Address
- 4050 Avon Road Geneseo, New York, 14454 United States
- Coordinates: 42°48′43″N 77°48′30″W﻿ / ﻿42.81194°N 77.80833°W

District information
- Type: Public
- Grades: PreK–12
- NCES District ID: 3611940

Students and staff
- Students: 853
- Teachers: 93.5
- Staff: 91.4
- Student–teacher ratio: 9.12

Other information
- Website: www.geneseocsd.org

= Geneseo Central School District =

School district in New York, United States

The Geneseo Central School District is a public school district in Geneseo, New York, United States. The district encompasses 70 sqmi. "Geneseo" in the Seneca language means "pleasant valley".

It has two schools: Geneseo Elementary School and Geneseo Middle/High School.

== Description ==
The classrooms and library include computers. The school campus consists of three adjoining buildings and has a 600-seat auditorium, two gymnasiums, a pool, and a lighted playing field for track, football and soccer. A new entryway and lobby were added in 2006 as part of a 9.9 million dollar renovation project. The project also provided upgraded heating, ventilation and air conditioning, new lights, ceilings and floors. High school science classrooms were also reconstructed and modernized during this project. All classrooms are equipped with a digital projector and most rooms have an interactive whiteboard.

Grades K-5 enroll about 400 students. The middle school/high school houses grades 6–12. Grades 6-12 contain about 500 students. The district currently has 178 staff members. The elementary school and high school have 76 staff members each.

The district offers foreign language classes, music, and art. The schools have three guidance counselors and two psychologists.

Geneseo's President of the Board of Education is Jenn Mehlenbacher.

==History==

In 1820, the first school in Geneseo was built in the center of town on land donated by James Wadsworth and William Wadsworth. The Wadsworths had purchased tens of thousands of acres from the Seneca tribe of Native Americans around 1790. In 1779, during the American Revolution, the Senecas fled Geneseo because of the Sullivan Expedition.
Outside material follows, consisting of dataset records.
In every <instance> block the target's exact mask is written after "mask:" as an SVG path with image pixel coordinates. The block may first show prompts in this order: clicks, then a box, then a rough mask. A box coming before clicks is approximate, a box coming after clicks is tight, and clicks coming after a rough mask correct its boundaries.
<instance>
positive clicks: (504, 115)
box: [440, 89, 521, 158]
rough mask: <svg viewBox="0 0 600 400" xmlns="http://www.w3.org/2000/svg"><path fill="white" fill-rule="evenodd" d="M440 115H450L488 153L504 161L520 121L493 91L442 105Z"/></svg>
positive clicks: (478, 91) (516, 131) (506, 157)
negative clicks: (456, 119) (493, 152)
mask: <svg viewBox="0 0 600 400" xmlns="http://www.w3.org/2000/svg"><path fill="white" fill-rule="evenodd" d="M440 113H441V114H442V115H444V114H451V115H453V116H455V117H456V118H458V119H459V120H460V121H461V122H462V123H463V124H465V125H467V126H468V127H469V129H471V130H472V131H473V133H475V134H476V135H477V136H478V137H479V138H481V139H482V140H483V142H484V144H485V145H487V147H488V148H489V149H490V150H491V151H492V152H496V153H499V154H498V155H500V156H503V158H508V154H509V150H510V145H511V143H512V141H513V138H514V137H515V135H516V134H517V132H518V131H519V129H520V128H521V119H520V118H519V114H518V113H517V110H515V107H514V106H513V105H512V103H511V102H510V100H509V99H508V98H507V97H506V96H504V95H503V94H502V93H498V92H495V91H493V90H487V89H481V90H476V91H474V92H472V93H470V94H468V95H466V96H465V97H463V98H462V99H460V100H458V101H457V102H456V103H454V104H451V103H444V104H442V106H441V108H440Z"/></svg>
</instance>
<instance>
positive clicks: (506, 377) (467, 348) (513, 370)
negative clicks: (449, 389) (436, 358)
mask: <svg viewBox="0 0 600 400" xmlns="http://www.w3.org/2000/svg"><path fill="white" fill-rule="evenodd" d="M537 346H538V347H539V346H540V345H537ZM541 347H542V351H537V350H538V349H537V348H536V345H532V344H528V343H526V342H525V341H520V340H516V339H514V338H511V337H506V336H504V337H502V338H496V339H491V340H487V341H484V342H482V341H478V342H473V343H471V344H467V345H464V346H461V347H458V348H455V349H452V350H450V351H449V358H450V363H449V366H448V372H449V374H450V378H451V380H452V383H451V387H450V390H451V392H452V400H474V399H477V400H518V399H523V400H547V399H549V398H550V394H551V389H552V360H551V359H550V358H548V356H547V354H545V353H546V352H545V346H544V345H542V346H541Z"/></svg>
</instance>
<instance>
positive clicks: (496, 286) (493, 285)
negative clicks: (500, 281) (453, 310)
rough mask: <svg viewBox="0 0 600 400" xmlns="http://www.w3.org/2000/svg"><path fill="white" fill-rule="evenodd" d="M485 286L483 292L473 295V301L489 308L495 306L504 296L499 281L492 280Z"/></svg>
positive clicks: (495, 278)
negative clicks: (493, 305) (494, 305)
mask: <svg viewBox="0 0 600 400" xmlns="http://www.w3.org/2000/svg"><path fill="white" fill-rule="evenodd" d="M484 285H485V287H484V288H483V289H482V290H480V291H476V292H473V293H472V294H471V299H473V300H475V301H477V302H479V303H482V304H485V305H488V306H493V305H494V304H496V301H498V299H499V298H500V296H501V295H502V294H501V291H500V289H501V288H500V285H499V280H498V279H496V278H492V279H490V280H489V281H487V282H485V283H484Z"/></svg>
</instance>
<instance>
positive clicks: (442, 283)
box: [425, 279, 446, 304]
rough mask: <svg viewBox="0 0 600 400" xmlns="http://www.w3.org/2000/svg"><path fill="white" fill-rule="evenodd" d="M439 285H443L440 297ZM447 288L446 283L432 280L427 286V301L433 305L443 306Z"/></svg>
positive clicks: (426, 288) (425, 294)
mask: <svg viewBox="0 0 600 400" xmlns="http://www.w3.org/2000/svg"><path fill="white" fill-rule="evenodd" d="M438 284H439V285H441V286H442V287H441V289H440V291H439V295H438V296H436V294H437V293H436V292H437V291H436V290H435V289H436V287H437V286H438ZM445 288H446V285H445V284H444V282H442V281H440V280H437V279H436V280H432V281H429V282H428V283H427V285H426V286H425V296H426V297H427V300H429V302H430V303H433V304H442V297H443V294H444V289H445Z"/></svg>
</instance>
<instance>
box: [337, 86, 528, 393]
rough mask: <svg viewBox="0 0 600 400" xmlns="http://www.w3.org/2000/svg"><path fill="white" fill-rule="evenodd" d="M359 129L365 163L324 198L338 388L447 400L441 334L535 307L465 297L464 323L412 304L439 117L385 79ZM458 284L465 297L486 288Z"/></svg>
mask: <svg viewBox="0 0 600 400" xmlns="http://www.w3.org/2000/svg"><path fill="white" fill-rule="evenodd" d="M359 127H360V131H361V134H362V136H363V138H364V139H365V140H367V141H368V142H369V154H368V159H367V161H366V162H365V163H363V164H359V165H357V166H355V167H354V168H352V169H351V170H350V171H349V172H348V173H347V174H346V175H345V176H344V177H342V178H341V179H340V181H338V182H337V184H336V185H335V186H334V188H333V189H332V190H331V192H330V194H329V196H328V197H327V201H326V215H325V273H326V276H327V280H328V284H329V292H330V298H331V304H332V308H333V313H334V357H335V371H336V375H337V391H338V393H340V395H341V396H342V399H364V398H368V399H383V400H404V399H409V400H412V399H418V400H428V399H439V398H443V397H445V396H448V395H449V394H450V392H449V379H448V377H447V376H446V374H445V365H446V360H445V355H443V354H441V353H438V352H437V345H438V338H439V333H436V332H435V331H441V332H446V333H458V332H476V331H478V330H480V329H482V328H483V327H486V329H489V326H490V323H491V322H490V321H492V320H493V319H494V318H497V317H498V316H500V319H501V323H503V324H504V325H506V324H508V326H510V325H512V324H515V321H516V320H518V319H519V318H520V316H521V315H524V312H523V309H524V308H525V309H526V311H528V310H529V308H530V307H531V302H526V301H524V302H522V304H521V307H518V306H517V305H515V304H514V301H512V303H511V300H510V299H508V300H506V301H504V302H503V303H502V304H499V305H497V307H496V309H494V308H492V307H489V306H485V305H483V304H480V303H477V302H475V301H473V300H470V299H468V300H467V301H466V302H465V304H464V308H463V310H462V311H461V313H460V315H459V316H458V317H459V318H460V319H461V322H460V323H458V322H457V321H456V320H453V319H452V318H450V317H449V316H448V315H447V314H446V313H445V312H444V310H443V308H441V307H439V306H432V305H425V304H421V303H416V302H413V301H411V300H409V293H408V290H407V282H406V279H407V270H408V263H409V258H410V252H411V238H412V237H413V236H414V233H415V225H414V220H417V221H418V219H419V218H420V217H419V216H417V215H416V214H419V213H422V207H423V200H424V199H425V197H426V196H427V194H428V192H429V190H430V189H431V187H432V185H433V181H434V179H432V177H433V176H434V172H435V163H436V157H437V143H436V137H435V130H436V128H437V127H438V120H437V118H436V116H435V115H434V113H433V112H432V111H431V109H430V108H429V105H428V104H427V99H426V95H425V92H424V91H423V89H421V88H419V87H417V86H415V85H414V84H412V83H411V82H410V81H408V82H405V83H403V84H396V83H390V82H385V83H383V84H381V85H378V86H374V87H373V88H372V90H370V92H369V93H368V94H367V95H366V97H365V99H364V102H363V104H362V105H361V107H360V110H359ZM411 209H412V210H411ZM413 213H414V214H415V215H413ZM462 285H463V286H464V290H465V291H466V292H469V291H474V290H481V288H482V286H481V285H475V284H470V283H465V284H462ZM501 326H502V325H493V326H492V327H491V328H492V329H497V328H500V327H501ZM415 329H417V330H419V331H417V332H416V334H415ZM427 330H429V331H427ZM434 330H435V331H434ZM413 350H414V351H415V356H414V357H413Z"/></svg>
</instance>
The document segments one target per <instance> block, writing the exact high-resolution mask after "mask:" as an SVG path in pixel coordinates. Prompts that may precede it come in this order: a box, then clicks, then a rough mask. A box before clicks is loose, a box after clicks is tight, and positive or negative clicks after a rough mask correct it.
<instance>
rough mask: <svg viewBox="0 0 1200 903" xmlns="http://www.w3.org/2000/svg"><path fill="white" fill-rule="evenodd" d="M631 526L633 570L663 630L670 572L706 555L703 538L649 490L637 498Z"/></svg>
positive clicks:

In 1932 the school became a museum when the state college opened Holcomb School. This school later closed and became the Welles Building, now part of the State University of New York at Geneseo campus. Holcomb School was named after Dr. Winfield A. Holcomb, a president of Geneseo State Normal School, a predecessor of today's SUNY school.

Holcomb School was moved to a new building, which was torn down in 2012 to make room for a sports building for the college at Geneseo.

Geneseo's high school opened in 1830. It was located on the east side of the village. It was at first called Livingston County High School, and later the Geneseo Academy. It closed in the early 1870s. This was because Geneseo State Normal School opened a high school within its building.

In 1930 Geneseo began building a high school again to replace the Normal School's high school. The new high school building was built on 79 acres of land donated by the Wadsworths, and opened in 1933. The building is now known as the Doty Building. The high school moved to its present location in 1974.